Enfin, le cas d’Adnan Abou Walid Al Sahraoui, surnommé l’émir du groupe État islamique au Grand Sahara (EIGS), également tué par la France, montre encore une fois le lien avec l’Algérie et la terrorisme. Le Marocain natif de Laâyoune (dans le sud), s’était exilé en Algérie pour être formé avec le polisario, la milice séparatiste sahraouie avant de gravir les échelons et devenir le chef de l’État islamique au Grand Sahara (EIGS).

Face à ces réalités, une grande majorité des pays de la communauté internationale, ont donc choisi d’appuyer le Maroc dans la défense de son intégrité territoriale et en soutenant le plan d’autonomie marocain pour le règlement du dossier du Sahara et sortir du statut-quo qui ne fait que menacer la stabilité régionale.

Le dernier pays en date, l’Espagne, l’a officiellement adopté et réaffirmé sa position lors de la réunion de la Coalition mondiale contre Daech en Afrique. « La position espagnole s’inscrit dans un mouvement qui est constaté au niveau des Nations unies, qui est constaté au niveau européen, africain et arabe », a affirmé en ce sens Nasser Bourita.

« Je pense qu’aujourd’hui le Maroc et l’Espagne vont présenter un modèle différent de relation entre deux rives de la Méditerranée », s’est-il félicité.

Et d’ajouter que les promoteurs des « options dépassées » qui ne s’inscrivent plus dans le mouvement international en faveur d’une solution définitive à ce dossier « sont une petite minorité qui veulent exploiter la question du Sahara pour faire durer un statu quo préjudiciable à la stabilité régionale ».

Le ministre a également rappelé en ce sens le lien entre le séparatisme et de terrorisme, en faisant allusion au polisario que l’Algérie a créé.
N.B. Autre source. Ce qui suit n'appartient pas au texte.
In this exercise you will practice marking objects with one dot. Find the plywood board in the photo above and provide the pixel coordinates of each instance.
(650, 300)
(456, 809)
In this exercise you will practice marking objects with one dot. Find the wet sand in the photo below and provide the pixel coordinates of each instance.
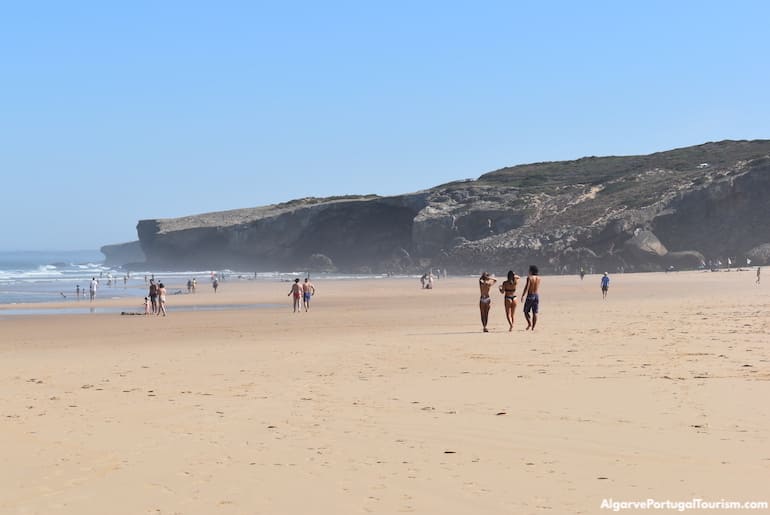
(386, 398)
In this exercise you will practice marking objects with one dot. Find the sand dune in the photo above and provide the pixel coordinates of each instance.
(386, 398)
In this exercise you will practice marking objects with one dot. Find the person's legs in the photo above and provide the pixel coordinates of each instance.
(484, 308)
(527, 307)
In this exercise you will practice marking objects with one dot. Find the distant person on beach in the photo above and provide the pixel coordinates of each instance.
(508, 289)
(161, 299)
(531, 297)
(605, 285)
(296, 293)
(485, 301)
(308, 290)
(92, 288)
(153, 294)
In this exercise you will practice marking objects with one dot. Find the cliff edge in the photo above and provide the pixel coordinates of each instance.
(678, 208)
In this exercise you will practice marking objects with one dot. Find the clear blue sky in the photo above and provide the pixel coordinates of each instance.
(112, 112)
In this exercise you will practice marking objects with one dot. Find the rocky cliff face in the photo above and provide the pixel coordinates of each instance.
(676, 208)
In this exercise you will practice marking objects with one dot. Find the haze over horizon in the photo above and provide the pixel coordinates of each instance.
(112, 114)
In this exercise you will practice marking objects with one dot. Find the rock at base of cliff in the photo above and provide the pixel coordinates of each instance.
(321, 263)
(760, 255)
(644, 244)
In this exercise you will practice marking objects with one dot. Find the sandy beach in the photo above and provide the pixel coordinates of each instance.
(386, 398)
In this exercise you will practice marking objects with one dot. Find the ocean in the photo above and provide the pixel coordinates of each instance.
(54, 276)
(45, 276)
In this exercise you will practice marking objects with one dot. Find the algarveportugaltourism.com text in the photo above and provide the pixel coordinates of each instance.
(693, 504)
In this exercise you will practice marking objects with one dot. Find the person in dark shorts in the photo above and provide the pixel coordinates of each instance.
(605, 285)
(153, 294)
(531, 296)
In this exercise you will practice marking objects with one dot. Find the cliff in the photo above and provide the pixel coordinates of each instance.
(678, 208)
(123, 253)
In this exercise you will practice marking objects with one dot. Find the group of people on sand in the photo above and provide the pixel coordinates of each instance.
(301, 292)
(155, 302)
(530, 294)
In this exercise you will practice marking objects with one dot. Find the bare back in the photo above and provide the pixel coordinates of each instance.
(486, 285)
(533, 285)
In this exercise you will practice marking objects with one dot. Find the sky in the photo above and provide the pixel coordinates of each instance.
(113, 112)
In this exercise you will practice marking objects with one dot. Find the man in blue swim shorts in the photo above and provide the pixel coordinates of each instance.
(531, 297)
(308, 290)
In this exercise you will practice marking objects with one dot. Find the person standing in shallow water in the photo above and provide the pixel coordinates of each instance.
(161, 299)
(296, 292)
(531, 296)
(605, 285)
(485, 301)
(508, 289)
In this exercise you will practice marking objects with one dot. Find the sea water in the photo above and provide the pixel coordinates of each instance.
(54, 276)
(47, 276)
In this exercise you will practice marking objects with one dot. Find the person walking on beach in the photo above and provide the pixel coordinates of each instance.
(605, 285)
(92, 288)
(296, 292)
(153, 294)
(308, 290)
(531, 297)
(161, 300)
(485, 301)
(508, 289)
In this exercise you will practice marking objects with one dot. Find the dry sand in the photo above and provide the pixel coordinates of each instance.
(387, 398)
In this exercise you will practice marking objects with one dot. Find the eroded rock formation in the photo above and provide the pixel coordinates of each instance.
(678, 208)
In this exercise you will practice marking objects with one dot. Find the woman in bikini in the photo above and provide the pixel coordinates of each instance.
(508, 289)
(485, 302)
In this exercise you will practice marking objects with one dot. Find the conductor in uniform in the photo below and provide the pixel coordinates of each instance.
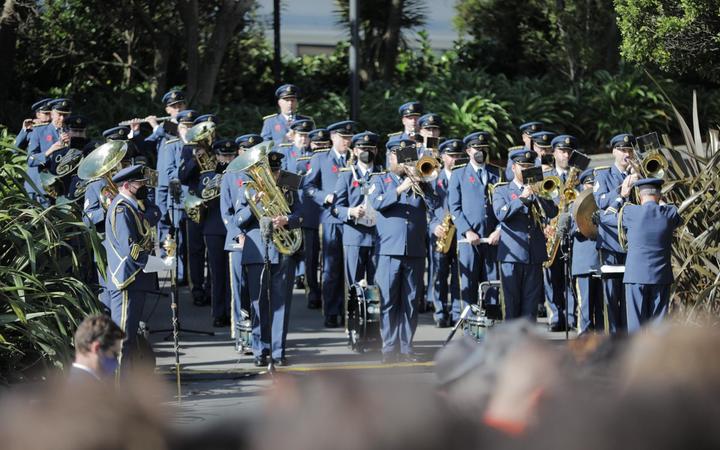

Il a ainsi déclaré que le danger aujourd’hui pour la stabilité régionale c’est de « nourrir les mouvements terroristes par des éléments qui sont armés, qui ne sont pas structurés ». « Investir dans le séparatisme, c’est nourrir le terrorisme », a-t-il tranché.

Concernant l’escalade que cherche l’Algérie avec le Maroc, Nasser Bourita, a affirmé que depuis le début de la crise « l’instruction royale a été de ne pas s’engager dans une escalade ».

« Le Maroc suit son chemin, le Maroc n’a réagi à aucune des mesures d’escalade prises par l’Algérie. Le Maroc est un État responsable et qui travaille d’abord dans le cadre de ses intérêts nationaux pour la stabilité régionale et internationale », a-t-il conclu.